Of course, Arcade Fire belong to a grand tradition of choral crusaders. The wordless crescendo is a hallmark of classic-rock anthems from "Born to Run" to "Biko" (and what is "Wake Up" if not "Hey Jude" played in reverse, with the climactic group sing-along promoted to lead position and the humble pop-song portion punted off to the end?). But among the current crop of post-Funeral phenoms, such exclamatory outbursts are no longer just vocal punctuation for those moments when words can no longer express the emotions coursing through a song; in many cases, they are the song, the starting point around which all other compositional elements rally.

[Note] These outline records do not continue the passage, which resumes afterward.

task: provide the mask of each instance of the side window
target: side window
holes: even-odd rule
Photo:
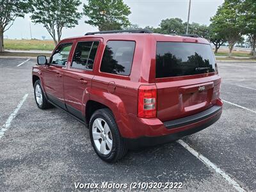
[[[108,41],[101,61],[100,71],[130,75],[134,48],[133,41]]]
[[[63,44],[58,47],[51,59],[51,63],[65,66],[68,61],[72,44]]]
[[[99,42],[78,42],[73,56],[72,67],[92,69]]]

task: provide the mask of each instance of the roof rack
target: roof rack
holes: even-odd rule
[[[95,34],[108,34],[108,33],[152,33],[152,32],[147,29],[136,29],[136,30],[113,30],[113,31],[102,31],[96,32],[88,32],[85,33],[84,35],[90,35]]]
[[[195,37],[195,38],[200,37],[200,36],[199,36],[198,35],[197,35],[196,34],[183,34],[183,35],[180,35],[180,36],[189,36],[189,37]]]

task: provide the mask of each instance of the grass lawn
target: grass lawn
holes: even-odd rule
[[[228,49],[220,49],[218,50],[218,53],[215,54],[216,56],[228,56]],[[246,51],[244,50],[239,50],[239,49],[235,47],[233,49],[232,55],[233,57],[252,57],[250,54],[249,51]]]
[[[55,47],[52,40],[40,40],[4,39],[4,45],[5,49],[13,50],[52,51]]]

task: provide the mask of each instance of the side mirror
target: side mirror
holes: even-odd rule
[[[45,56],[39,56],[37,57],[38,65],[46,65],[47,64],[47,60]]]

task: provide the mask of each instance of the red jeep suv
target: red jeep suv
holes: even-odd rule
[[[221,114],[221,77],[209,42],[147,29],[88,33],[61,40],[33,67],[39,108],[56,106],[88,125],[108,162],[129,148],[174,141]]]

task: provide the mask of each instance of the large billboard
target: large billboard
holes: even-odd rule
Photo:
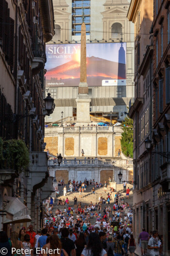
[[[46,44],[47,87],[78,86],[80,44]],[[126,43],[87,43],[88,86],[126,85]]]

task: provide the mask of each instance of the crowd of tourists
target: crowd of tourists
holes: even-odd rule
[[[110,179],[110,177],[109,182]],[[69,181],[71,184],[73,181]],[[94,188],[95,181],[89,183],[93,183]],[[78,189],[85,189],[84,184],[88,183],[80,181]],[[124,190],[127,195],[124,182],[123,185],[125,185]],[[133,236],[132,210],[119,193],[115,193],[114,206],[111,207],[108,200],[113,188],[107,191],[106,181],[103,188],[106,196],[103,198],[100,195],[96,203],[78,203],[75,196],[71,207],[68,197],[65,201],[59,199],[53,214],[53,200],[51,197],[46,202],[49,213],[45,217],[43,228],[35,232],[32,225],[27,229],[23,227],[19,234],[11,232],[9,237],[5,232],[0,232],[0,250],[6,248],[7,256],[12,256],[12,248],[13,256],[127,256],[129,253],[135,256],[136,244]],[[61,205],[66,205],[64,210],[63,207],[60,209]],[[149,235],[144,229],[138,242],[142,255],[160,254],[162,240],[157,231]],[[20,253],[17,249],[23,251]]]

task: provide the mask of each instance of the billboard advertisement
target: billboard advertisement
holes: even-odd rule
[[[46,86],[78,86],[81,44],[46,47]],[[87,43],[88,86],[126,85],[126,43]]]

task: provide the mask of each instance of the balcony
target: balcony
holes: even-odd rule
[[[133,118],[136,111],[139,110],[139,108],[143,104],[143,98],[136,98],[132,105],[129,105],[129,111],[128,117]]]
[[[170,192],[170,162],[167,161],[160,166],[162,170],[162,179],[160,184],[164,192]]]
[[[31,64],[33,74],[36,75],[44,69],[45,66],[45,59],[42,57],[34,57]]]
[[[49,176],[46,152],[33,152],[30,154],[29,171],[33,192],[43,187]]]
[[[32,103],[32,98],[31,97],[31,92],[30,91],[27,91],[26,93],[24,95],[24,98],[26,101],[26,104],[29,109],[31,110],[33,108]]]
[[[56,162],[56,168],[58,167],[57,159],[54,160]],[[107,166],[107,167],[131,167],[133,166],[133,160],[122,160],[122,159],[69,159],[63,160],[60,164],[61,166]],[[48,166],[54,168],[54,160],[49,160]]]
[[[18,70],[17,71],[17,80],[22,93],[23,94],[26,93],[28,90],[27,79],[25,79],[24,71],[23,70]]]

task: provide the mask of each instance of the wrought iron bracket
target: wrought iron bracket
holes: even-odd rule
[[[152,152],[152,154],[153,155],[154,154],[160,155],[164,158],[165,158],[167,159],[169,158],[170,159],[170,152],[157,152],[156,151],[153,151]]]
[[[37,114],[6,114],[5,116],[5,117],[12,117],[12,122],[15,123],[16,121],[18,121],[25,118],[30,117],[33,119],[35,118],[36,116],[38,117],[45,117],[45,115]]]

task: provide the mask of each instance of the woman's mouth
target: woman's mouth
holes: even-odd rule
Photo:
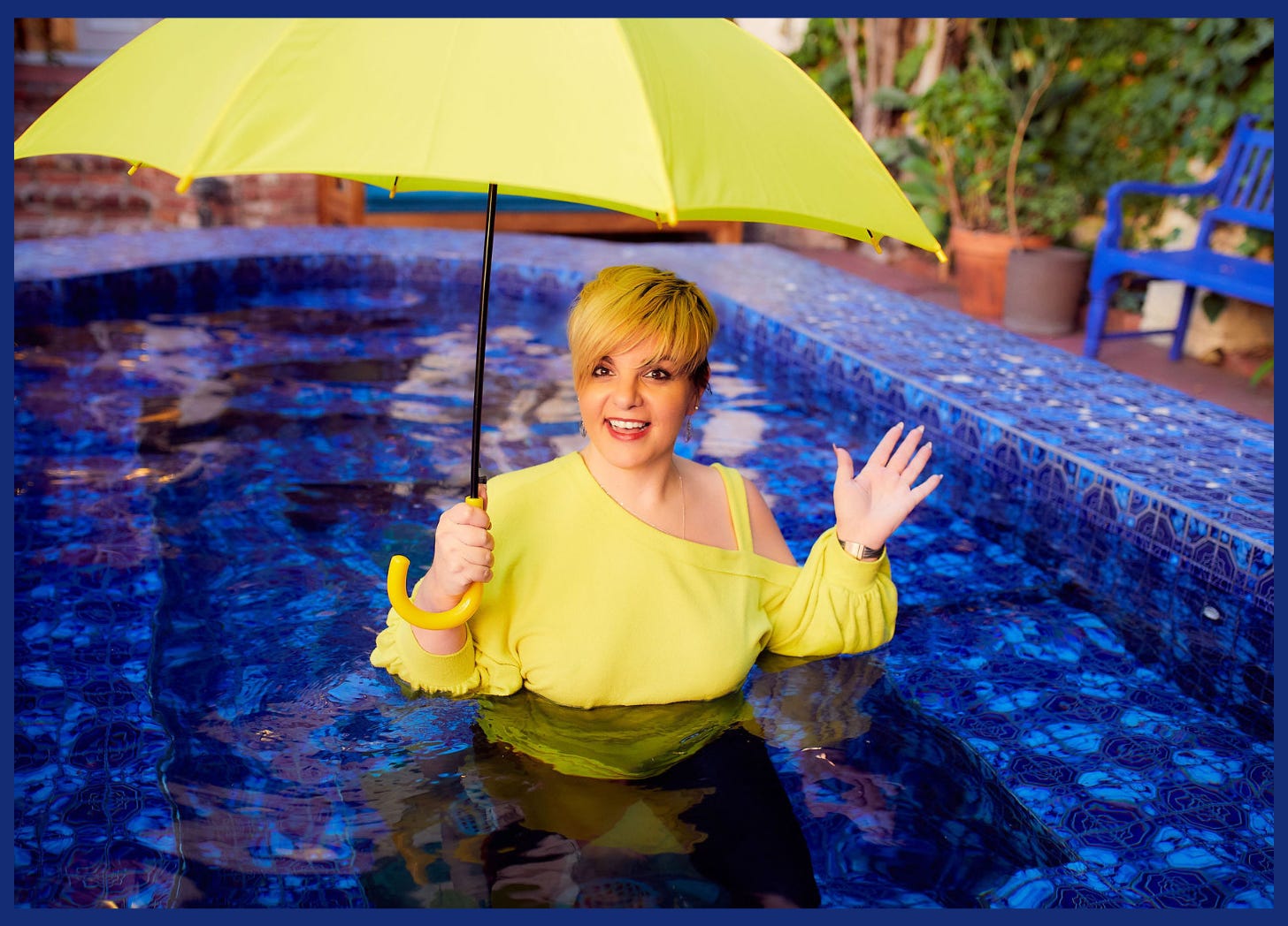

Tuning into a modern-rock radio station in 2014 means being subjected to a relentless procession of "woah-oh-oh-ohs!" and "ho yeahs!" and "heys!" and songs filled with so many "hos!" and "heys!", that there’s no choice but to give them titles like "Ho Hey." And perhaps an even more telling gauge of Funeral’s world-beating impact isn’t all the imitators it’s spawned, but the veteran acts who’ve since adopted its group-chant gravitas, from Coldplay to U2, whose recently released, iTunes-clogging single "The Miracle (of Joey Ramone)" feels like the inevitable end game for a band that once pumped up audiences on its 2005 Vertigo tour by blasting—you guessed it—"Wake Up" over stadium PAs.

In retrospect, U2’s entrance-music maneuver savvily anticipated how Funeral’s songs of death and familial strife could so easily be reduced to simple, crowd-baiting hysterics (which may explain why Arcade Fire have since adhered to a policy of I-guess-we’ll-just-have-to-adjust, largely abandoning the chain-gang approach for somber social commentary, conceptual narrative, and glittery groove). And it’s no coincidence that the proliferation of this shout-it-out vocalese has occurred in tandem with the rise of indie-oriented big-ticket music festivals, where emergent acts must engage with audiences several times larger than those they’d normally draw on their own—and it’s a lot easier to initiate that engagement through non-lyrical, group-chorus peer pressure. To be an aspiring rock band in the post-Funeral era means never having to say, "sing along if you know the words," because oftentimes you don’t need actual words.